Hubungan antara kedua negara Korea memburuk ke tingkat terendah setelah pada November pasukan artileri Korea Utara melepaskan tembakan ke pulau Yeonpyeong dekat perbatasan laut yang disengketakan kedua negara itu, menewaskan empat orang Korea Selatan -- dua marinir dan dua warga sipil -- dalam pemboman pertama ke sebuah daerah sipil sejak Perang Korea 1950-1953.
Serangan itu, yang juga melukai 15 marinir Korea Selatan serta tiga warga sipil dan menghancurkan 19 rumah, telah menambah kekhawatiran mengenai konflik di semenanjung Korea yang sudah tegang.
China adalah sekutu utama Korea Utara.
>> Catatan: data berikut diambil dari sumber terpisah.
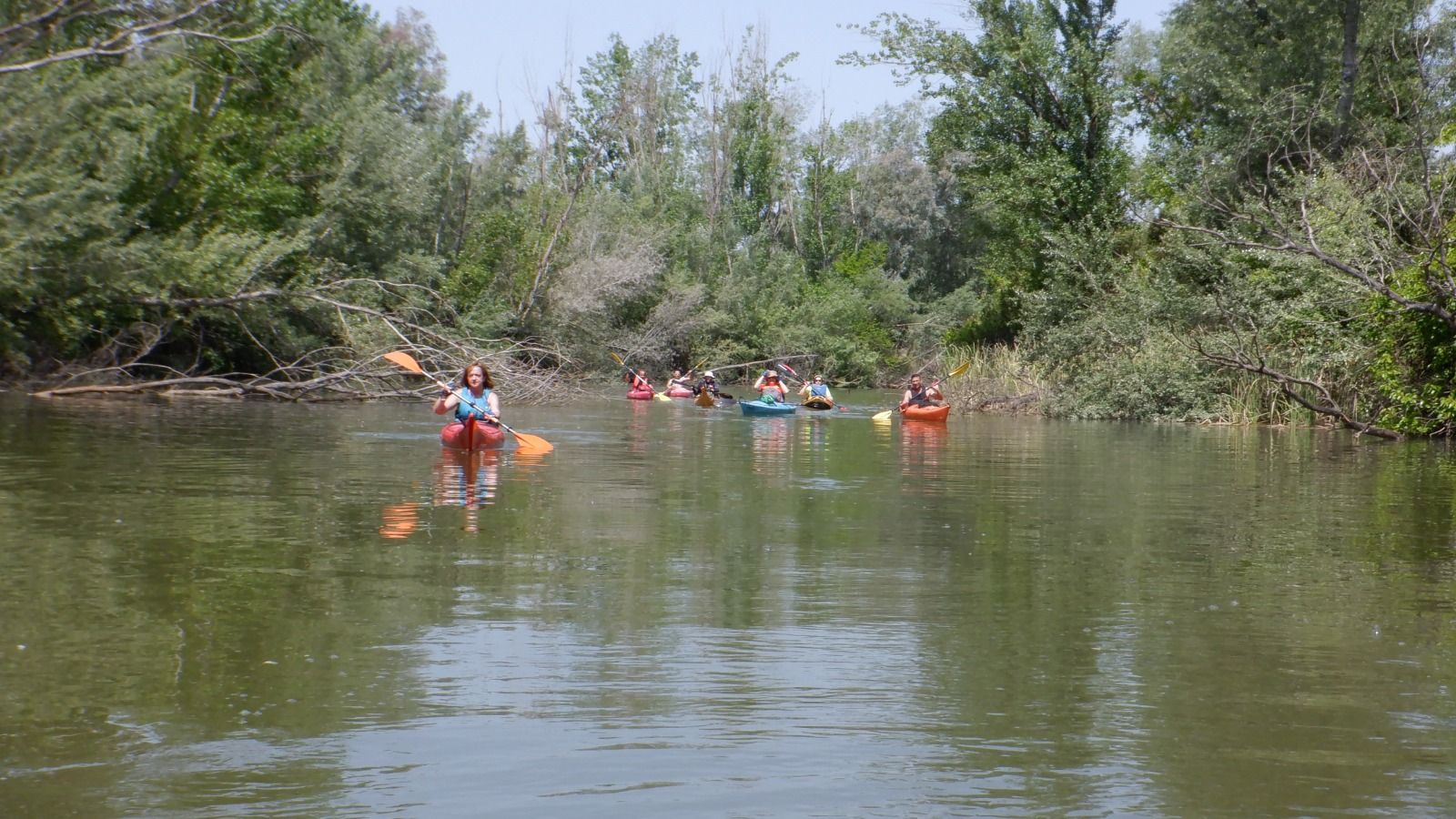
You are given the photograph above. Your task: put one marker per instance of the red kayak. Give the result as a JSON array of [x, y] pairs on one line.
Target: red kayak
[[926, 413], [470, 435]]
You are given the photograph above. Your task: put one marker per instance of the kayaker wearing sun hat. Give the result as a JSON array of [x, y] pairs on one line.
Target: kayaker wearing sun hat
[[769, 388]]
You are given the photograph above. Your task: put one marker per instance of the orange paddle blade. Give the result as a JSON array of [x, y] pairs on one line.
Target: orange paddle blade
[[405, 360], [531, 445]]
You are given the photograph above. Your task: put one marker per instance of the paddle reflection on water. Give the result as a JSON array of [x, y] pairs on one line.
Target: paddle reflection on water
[[771, 445], [922, 450], [470, 480]]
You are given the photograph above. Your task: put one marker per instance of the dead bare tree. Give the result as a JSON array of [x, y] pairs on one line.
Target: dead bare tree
[[47, 33], [528, 372], [1373, 212]]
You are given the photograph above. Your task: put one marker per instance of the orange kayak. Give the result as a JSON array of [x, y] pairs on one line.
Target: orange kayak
[[470, 435], [925, 413]]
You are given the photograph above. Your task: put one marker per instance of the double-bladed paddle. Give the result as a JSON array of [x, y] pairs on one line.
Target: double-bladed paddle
[[948, 376], [529, 443]]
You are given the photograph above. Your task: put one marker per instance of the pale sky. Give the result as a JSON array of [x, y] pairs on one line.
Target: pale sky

Meski negara-negara besar dunia mengecam Pyongyang atas insiden mematikan itu, Beijing lagi-lagi bungkam, seperti juga ketika Korea Utara disalahkan atas penenggelaman sebuah kapal perang Korea Selatan pada Maret.
Ketegangan di Semenanjung Korea meningkat tajam sejak Korea Selatan dan AS menuduh Korea Utara mentorpedo kapal perang Seoul itu, yang menewaskan 46 orang.
Korea Utara membantah terlibat dalam tenggelamnya kapal itu dan mengancam melakukan pembalasan atas apa yang disebutnya latihan perang provokatif Korea Selatan yang dilakukan sebagai tanggapan atas insiden kapal tersebut.
Latihan itu, yang melibatkan 4.500 prajurit, 29 kapal dan 50 jet tempur, merupakan salah satu dari serangkaian latihan terencana dalam beberapa bulan ini, beberapa diantaranya dilakukan dengan AS, sekutu Seoul, dalam unjuk kekuatan terhadap Korea Utara.
Kapal perang Korea Selatan Cheonan tenggelam pada 26 Maret di dekat perbatasan Laut Kuning yang disengketakan dengan wilayah utara pada dalam kondisi misterius setelah ledakan yang dilaporkan.
Dewan Keamanan PBB mengecam penenggelaman kapal Korea Selatan itu namun tidak secara langsung menyalahkan Korea Utara, meski AS dan Korea Selatan meminta kecaman PBB terhadap negara komunis itu.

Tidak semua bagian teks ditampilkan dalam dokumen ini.